Poetas
Sobre Carpinejar e oTwitter como poesia
Faz tempo que Mário Quintana não nos visita. Jamais me ocorreu que o faria “twittando”. O twitter é uma rede de pessoas, ligadas pelos seus celulares e ou computadores que trocam mensagens de até 140 caracteres. Para tornar-se “seguidores” uns dos outros, os usuários do twitter se inscrevem uns com os outros, se “seguem”, para usar a terminologia deles. A pergunta que aparece antes do campo onde escrevemos a mensagem que será enviada a nossos seguidores é: o que você está fazendo agora? No começo e ainda em grande número, as respostas foram literalmente banais: “estou curtindo uma gripe”, “cheio de trabalho” ou “indo encontrar minha linda namorada”, isso entre recomendações ou críticas de eventos culturais, locais de lazer, restaurantes e produtos variados.
Óbvio que o twitter virou o fofocódromo prioritário, nunca a divulgação de algo se espalhou tão rápido. Fora isso, em momentos políticos graves, é uma forma incontrolável de divulgação do que quer ser ocultar. Os recentes protestos no Irã foram organizados por twitter.

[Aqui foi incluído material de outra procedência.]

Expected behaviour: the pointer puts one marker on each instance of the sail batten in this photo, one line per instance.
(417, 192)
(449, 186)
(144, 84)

Fabrício Carpinejar tomou a chatice do dispositivo do twitter de assalto combatendo-a com poesia, humor e irreverência. Para provar que em comunicação nada se perde, tudo se compartilha, as mensagens que ele foi divulgando ao longo de alguns meses estão compiladas em forma de livro: www.twitter.com/carpinejar, Ed. Bertrand Brasil. Acessível para estrangeiros digitais ou, como eu, amantes do papel.
Embora também escreva crônicas, Carpinejar, como Quintana, sempre foi poeta, e ambos grandes frasistas. Conhecendo-o pessoalmente sei que ele é essas duas coisas, pois não existe banalidade da qual ele não extraia uma tirada e compartilhe com os próximos. Para nossa sorte Fabrício vaza poesia: “Eu me inundo por bem pouco.”; “Mexa as chaves no bolso para despertar uma porta.”; “Não quero alma gêmea, isso é incesto.”; “Quando morto, não venha cobrir minha cabeça com lençol. Desejo jornal sobre o rosto, morrer bem informado.”; “Madrugada em claro não traz clareza.”; “O tédio é uma tristeza que não sonha”. No twitter apenas ele aumenta o alcance disso que já fazia.
A ninguém interessa se eu, você, ou outros mortais vamos dormir, é insignificante. Tampouco importa o que Carpinejar vai fazer. Mas depois que ele escreveu que “arrumar a cama é preparar um envelope para nos guardar”, tenho menos medo da insônia. Vai ver que poesia é isso, upgrade da vida cotidiana, transcrição das catacumbas pessoais, legibilidade do indigesto. Com Carpinejar esvazio a saudades de Quintana.